Search code examples
dataframepython-polars

Column descriptions in Polars


I have a Polars dataframe. I would like to add some column descriptions in the file of the dataframe, without changing the name of the columns. For pandas the following solution works pretty good. I have not found something equivalent which works with

import pandas as pd
import numpy as np

# Creating a DataFrame
data = {
    'Column1': np.random.rand(5),
    'Column2': np.random.rand(5),
    'Column3': np.random.rand(5)
}
df = pd.DataFrame(data)

# Column descriptions
column_desc = {
    'Column1': 'Description for Column 1',
    'Column2': 'Description for Column 2',
    'Column3': 'Description for Column 3'
}

# Add descriptions to DataFrame
df.columns = pd.MultiIndex.from_tuples([(col, column_desc.get(col)) for col in df.columns])

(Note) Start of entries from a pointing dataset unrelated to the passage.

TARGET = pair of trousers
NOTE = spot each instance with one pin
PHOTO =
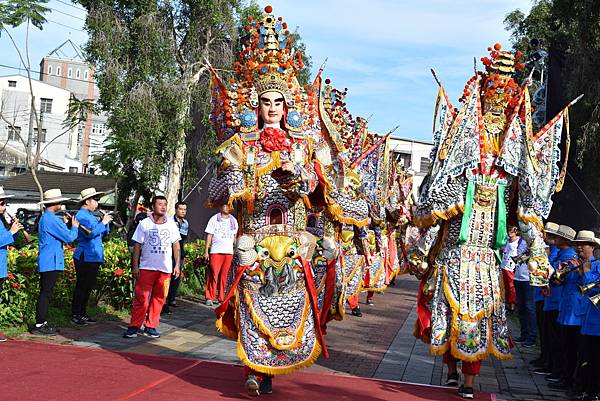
(353, 301)
(86, 281)
(47, 282)
(569, 351)
(510, 293)
(216, 275)
(151, 290)
(526, 309)
(539, 318)
(468, 368)
(590, 366)
(552, 331)
(173, 287)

# Check DataFrame columns with descriptions
print(df.columns)

Solution

  • You can't do this with polars but you can do it with pyarrow. Here are a couple custom functions you can use

    import polars as pl
    import pyarrow as pa
    import pyarrow.parquet as pq
    import numpy as np
    
    def write_w_meta(df, where, meta):
        df_tab=df.to_arrow()
        df_tab=df_tab.replace_schema_metadata(meta)
        pq.write_table(df_tab, where)
    
    def read_w_meta(where) -> (pl.DataFrame, dict):
        """returns a tuple where the first value is a polars DataFrame and the 
        second is an embedded column description that was created with write_w_meta"""
        df_tab = pq.read_table(where)
        meta = df_tab.schema.metadata
        meta = {x.decode('utf-8'):y.decode('utf-8') for x,y in meta.items()}
        return (pl.from_arrow(df_tab), meta)
    

    With those you can now do:

    column_desc = {
        'Column1': 'Description for Column 1',
        'Column2': 'Description for Column 2',
        'Column3': 'Description for Column 3'
    }
    
    # Creating a DataFrame
    data = {
        'Column1': np.random.rand(5),
        'Column2': np.random.rand(5),
        'Column3': np.random.rand(5)
    }
    df = pl.DataFrame(data)
    
    
    write_w_meta(df, "some_file.parquet", column_desc)
    
    new_df, new_desc = read_w_meta("some_file.parquet")
    
    print(new_df)
    shape: (5, 3)
    ┌──────────┬──────────┬──────────┐
    │ Column1  ┆ Column2  ┆ Column3  │
    │ ---      ┆ ---      ┆ ---      │
    │ f64      ┆ f64      ┆ f64      │
    ╞══════════╪══════════╪══════════╡
    │ 0.782398 ┆ 0.496273 ┆ 0.531805 │
    │ 0.025615 ┆ 0.106782 ┆ 0.157827 │
    │ 0.69775  ┆ 0.75612  ┆ 0.20301  │
    │ 0.004942 ┆ 0.112314 ┆ 0.005737 │
    │ 0.253238 ┆ 0.111861 ┆ 0.056216 │
    └──────────┴──────────┴──────────┘
    
    print(new_desc)
    {'Column1': 'Description for Column 1',
     'Column2': 'Description for Column 2',
     'Column3': 'Description for Column 3'}